Missing and Murdered Indigenous Women and Girls
Indigenous women account for 16% of all murdered females between 1980 and 2012 despite making up only 4% of the female population. From 2001 – 2015, the homicide rate for Indigenous women was nearly six times higher than that for non-Indigenous women.
On June 3, 2019, the National Inquiry released its Final Report which included 231 Calls for Justice to be taken by federal, provincial, territorial, and municipal governments, institutions, social service providers, industry, and all Canadians – calling for transformative legal and social changes. The Final Report further calls for the decolonizing of Canadian society and reinstating the power and place of Indigenous women, girls, and LGBTQ and two-spirit people by indigenizing structures, institutions, legislation, and policies.
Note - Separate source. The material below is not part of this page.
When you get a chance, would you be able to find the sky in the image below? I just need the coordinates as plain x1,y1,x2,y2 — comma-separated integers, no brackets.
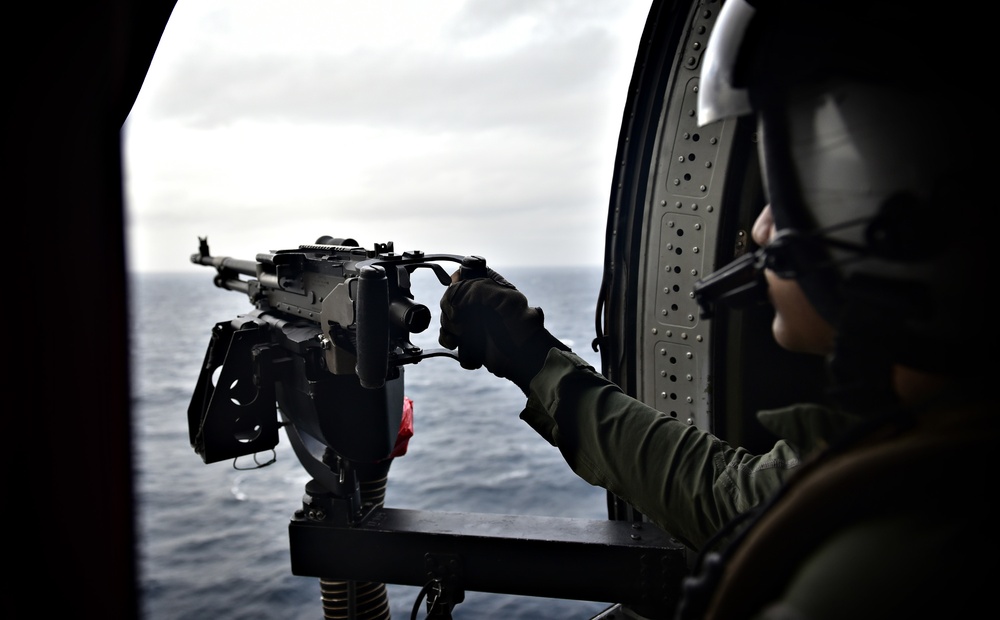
122,0,650,272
While the formal name of the Inquiry is “the National Inquiry into Missing and Murdered Indigenous Women and Girls,” the mandate covers all forms of violence. By not being limited to investigating only cases of Indigenous women who went missing or were murdered, it can include women and girls who died under suspicious circumstances.
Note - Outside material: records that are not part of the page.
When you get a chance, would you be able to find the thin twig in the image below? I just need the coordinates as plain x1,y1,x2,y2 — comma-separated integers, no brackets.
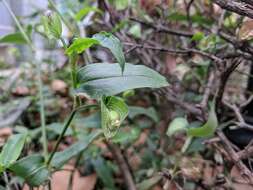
106,142,137,190
130,17,194,38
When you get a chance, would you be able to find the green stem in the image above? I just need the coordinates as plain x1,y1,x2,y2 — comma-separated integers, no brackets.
2,0,48,159
46,104,98,166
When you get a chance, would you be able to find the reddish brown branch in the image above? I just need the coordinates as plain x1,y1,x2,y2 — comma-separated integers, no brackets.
212,0,253,19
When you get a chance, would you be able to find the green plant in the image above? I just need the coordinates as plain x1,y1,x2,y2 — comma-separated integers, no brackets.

The painful effects of systematic violence towards women continues to create barriers and cause trauma for generations of indigenous women across Canada and on campuses near and far. In 2020, URSU joined the smudge walk and protest held by the First Nations University and their Student Association to express their outrage for the University of Regina inviting the convicted killer of Pamela George to speak at their annual Woodrow Lecture. In areas all across Canada and the world, one might see a red dress hanging in a window or a red scarf tied around a tree. These are part of the Red Dress Project and stark reminders of the violence that women face everyday but specifically in areas like the Highway of Tears in British Columbia.
As the Government of Canada has done, URSU is committed to establishing and supporting a national action plan to address violence against Indigenous women, girls and LGBTQ and two-spirit people.
Iran has seen deep public unrest recently, with demonstrations and protests taking place in some 80 cities, triggered by the tragic death of Mahsa Amini, who was detained by authorities in Tehran on 13 September and died, while in custody, three days later.
URSU stands with women in Iran, their supporters, and the UN Women Council, in supporting women of Iran in their rightful demands to protest injustice without reprisal, and to be free to exercise their bodily autonomy, including their choice of dress and also supports them in seeking accountability, and the upholding of their basic human rights as stipulated in the Charter of the United Nations.